IRC channel logs

2022-06-05.log

back to list of logs

<oriansj>oohh, I could make stdout be the default output target
<oriansj>/dev/stdout to be precise
<oriansj>should make testing easier
<oriansj>and fuzzing safe
<muurkha>stdin being default input and stdout being default output is more convenient in a lot of ways, but of course we can't do that before we have ways to redirect input and output
<oriansj>muurkha: we have no pipes at this stage
<Hagfish>speaking of testing, is there any instrumentation set up for measuring test coverage of some reasonable segment of the bootstrap path?
<Hagfish>maybe not test coverage, but execution coverage?
<Hagfish>i don't imagine anyone would start deleting functions from e.g. the tcc source if we found they weren't ever used, but it might provide some insights
<oriansj>well i have AFL setup and testing scripts to check for segfaults in all stage0-posix pieces but I don't think that is what you mean
<Hagfish>AFL can generate minimal testcases, right?
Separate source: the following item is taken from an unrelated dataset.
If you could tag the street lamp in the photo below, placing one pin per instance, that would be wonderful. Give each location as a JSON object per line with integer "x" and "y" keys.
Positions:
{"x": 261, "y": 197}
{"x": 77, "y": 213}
<Hagfish>can it generate a minimal coverage corpus?
<oriansj>Hagfish: segfaulting and crashing cases but not known good test cases
<Hagfish>ah, pity
<oriansj>well, I would never reject if someone were to create more test cases for any of the various pieces
<Hagfish>of course
<oriansj>I just haven't had time to do that beyound the basic level so far
<Hagfish>i've never thought about what testing assembly code would look like
<Hagfish>is it possible to just statically analyse that all code is reached for a few given inputs?
<oriansj>Hagfish: the same as one would write a test for a C program or a python program. write a file with valid inputs and compare the output result against what known good values should be
<muurkha>oriansj: I didn't mean pipes, just file redirection
<oriansj>muurkha: we don't have that either
<muurkha>I know
<muurkha>that's why I said "of course we can't do that before we have ways to redirect input and output"
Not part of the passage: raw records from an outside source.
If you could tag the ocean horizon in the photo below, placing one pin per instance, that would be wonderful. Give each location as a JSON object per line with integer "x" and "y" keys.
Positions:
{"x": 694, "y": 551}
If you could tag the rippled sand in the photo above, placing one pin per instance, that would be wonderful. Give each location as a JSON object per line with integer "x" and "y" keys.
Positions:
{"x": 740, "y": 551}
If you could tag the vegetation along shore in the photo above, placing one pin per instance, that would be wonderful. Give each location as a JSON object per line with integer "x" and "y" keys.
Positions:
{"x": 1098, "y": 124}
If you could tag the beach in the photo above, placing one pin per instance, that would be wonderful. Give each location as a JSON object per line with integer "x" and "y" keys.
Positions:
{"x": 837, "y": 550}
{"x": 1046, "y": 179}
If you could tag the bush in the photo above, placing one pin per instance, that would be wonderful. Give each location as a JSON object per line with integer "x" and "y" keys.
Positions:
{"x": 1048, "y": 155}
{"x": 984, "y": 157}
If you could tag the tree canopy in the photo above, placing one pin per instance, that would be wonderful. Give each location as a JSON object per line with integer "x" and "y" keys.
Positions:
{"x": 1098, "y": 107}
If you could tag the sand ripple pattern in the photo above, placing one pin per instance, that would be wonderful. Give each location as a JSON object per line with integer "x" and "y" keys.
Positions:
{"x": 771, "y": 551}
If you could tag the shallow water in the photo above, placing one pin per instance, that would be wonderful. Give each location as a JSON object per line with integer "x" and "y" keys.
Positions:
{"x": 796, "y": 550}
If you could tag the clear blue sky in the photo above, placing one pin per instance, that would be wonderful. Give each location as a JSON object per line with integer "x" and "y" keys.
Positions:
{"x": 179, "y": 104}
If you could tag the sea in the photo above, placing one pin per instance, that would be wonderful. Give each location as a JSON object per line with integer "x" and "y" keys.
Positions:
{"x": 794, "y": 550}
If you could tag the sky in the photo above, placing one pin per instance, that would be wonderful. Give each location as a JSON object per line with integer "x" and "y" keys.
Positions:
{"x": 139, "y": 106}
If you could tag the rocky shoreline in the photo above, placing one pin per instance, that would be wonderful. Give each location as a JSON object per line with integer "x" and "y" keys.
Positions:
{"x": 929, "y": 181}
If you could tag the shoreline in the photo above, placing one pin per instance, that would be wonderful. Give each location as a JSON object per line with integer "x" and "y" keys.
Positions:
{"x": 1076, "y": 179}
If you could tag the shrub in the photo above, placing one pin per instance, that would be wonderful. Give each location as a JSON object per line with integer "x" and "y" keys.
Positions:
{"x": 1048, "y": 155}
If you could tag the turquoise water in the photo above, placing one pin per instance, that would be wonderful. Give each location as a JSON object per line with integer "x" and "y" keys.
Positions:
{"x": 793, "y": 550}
<oriansj>Hagfish: think ruby spec tests if you are wish
<Hagfish>oriansj: i don't think i can define code being "correct" any better than that. it just feels like treating the code as a black box, which doesn't give any insights if the test fails
<oriansj>^are^^
<oriansj>Hagfish: You can easily target a single code path in all of the assembly pieces
<muurkha>but it does simplify things to not have each program opening and closing its own input and output files
<Hagfish>oriansj: i guess statically analysing code probably quite quickly bumps into the Halting Problem or exploding complexity as you try to reason about what else the code could have done if there were a bug
<oriansj>muurkha: replace -f foo -o foo .... ummm it seems simple enough for me
<oriansj>Hagfish: also we tried to make the assembly code as small and simple as possible
<Hagfish>yes, good
<oriansj>so it'll definitely fail badly if given questionable input
<oriansj>So you could do an output compare between hex0, hex1, hex2 in assembly with mescc-tools hex2 and the output should always be identical
<oriansj>same for M0 and M1
<oriansj>cc_* does have a C version which it should directly match
<Hagfish>yeah, that sort of makes the different versions be test suites for each other
<oriansj>not ideal but something we certainly can improve given enough effort
<Hagfish>and i think you're right, a decent test just has to be a simple input (that can be reasoned about) and the relevant expected outputs, so that the failure mode makes it clear which part of the implementation needs fixing
<oriansj>so simple that it obviously is correct has benefits ^_^
<stikonas>oriansj: thanks, I'll try although probably not today
<oriansj>stikonas: no worries, I'll be tweaking today anyway
<stikonas>was doing a lot of driving and hiking in the mountains today, so a bit tired
<oriansj>stikonas: then absolutely relax and enjoy yourself. no rush
<oriansj>muurkha: but sure, I'll include /dev/stdin for the default input (assuming fseek(input, 0, SEEK_END); works correctly with that)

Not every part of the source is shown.